Para o orientador Carlos Bobi, “é necessário também olhar para o trabalho desses artistas numa perspectiva contemporânea, respeitando o que os alunos trazem, eles estão cheios de background. É uma forma de repensar as suas perspectivas e suas relações com esse espaço público que cada um navega. E na Escola a gente traz os artistas urbanos que já fazem um trabalho ʽfora da caixaʼ para trocar com os nossos alunos, para que tragam um pensamento, uma poética das ruas e para as ruas. Sejam esses artistas do grafite ou da performance, videoarte, projeção… A rua permite experiências e produções em grandes escalas, os suportes são grandes muros e concretos. E isso nos deixa muito felizes, porque possibilitamos esse lugar de repensar as representações também. Foi o que fizeram o Edu de Barros e o Gabriel Aquino, que são nomes que já passaram pela Escola e que já traziam essa dimensão maior da prática da arte nas ruas e estão fazendo isso até hoje em suas produções.”
A fragmentação é também muito importante para se pensar corpo e território, que são delineados por espacializações físicas tanto entre as cidades, bairros e ruas, como pela conformação anatômica do corpo. Pensando nisso, o artista Chiko desenvolveu seus trabalhos que expressam o movimento através da quebra do corpo.

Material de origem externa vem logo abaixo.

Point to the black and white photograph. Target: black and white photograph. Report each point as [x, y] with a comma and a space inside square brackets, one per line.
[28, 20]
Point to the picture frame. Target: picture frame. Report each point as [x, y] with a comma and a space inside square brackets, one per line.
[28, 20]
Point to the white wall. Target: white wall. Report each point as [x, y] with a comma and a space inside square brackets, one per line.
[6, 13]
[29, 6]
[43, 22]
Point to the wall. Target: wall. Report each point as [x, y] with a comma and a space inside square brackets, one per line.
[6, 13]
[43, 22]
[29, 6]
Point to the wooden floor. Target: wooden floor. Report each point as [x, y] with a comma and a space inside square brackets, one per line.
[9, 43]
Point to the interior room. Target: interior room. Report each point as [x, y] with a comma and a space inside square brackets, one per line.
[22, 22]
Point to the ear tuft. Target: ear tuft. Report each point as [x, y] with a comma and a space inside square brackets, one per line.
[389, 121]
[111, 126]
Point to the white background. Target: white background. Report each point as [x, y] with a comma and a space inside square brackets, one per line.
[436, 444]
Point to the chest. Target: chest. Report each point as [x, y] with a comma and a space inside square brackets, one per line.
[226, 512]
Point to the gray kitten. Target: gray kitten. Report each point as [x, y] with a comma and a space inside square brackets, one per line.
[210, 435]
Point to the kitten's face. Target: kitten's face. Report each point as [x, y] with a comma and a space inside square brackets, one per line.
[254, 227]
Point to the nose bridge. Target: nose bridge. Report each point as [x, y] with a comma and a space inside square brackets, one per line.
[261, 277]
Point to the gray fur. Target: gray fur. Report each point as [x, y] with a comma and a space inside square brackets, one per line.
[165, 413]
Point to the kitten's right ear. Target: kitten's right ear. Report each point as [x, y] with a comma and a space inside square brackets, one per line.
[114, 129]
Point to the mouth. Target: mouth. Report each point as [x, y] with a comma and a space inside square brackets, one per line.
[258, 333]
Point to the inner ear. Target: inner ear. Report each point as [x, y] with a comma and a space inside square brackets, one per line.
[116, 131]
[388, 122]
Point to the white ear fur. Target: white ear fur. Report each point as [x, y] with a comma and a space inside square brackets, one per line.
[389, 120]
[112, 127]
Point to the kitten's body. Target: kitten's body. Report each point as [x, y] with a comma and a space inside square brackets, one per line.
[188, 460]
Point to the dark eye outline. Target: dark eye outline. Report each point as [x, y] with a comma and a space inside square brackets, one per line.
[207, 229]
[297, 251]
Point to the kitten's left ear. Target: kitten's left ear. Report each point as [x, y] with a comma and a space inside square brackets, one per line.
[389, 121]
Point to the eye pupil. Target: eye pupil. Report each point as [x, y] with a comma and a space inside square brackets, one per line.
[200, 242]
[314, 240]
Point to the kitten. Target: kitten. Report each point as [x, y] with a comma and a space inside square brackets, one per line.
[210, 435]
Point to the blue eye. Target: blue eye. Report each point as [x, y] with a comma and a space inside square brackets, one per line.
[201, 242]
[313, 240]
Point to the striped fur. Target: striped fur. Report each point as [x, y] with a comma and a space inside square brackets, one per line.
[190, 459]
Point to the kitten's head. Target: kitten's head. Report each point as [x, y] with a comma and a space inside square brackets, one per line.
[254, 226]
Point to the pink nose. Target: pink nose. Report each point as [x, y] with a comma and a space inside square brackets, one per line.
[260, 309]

Eu uso o corpo muito para retratar o olhar da sociedade diante ao próprio corpo, ou seja, do mais teatral e caloroso ao mais frio e cirúrgico. O meu trabalho gosta de desenvolver uma anatomia muito certa, só que ela tem um gesto, uma dança, é performática de certa forma. Eu me encontrei no carvão por que eu vim do desenho. O seco é uma parada que me atrai muito, o seco para falar do frio, da dureza e da cabeça. E meu trabalho fala de como essa inconsciência corporal se estabelece a partir da dor e do sofrimento. Essa série que eu desenvolvi fala sobre a procura do prazer na angústia.
Porque a angústia, Chiko?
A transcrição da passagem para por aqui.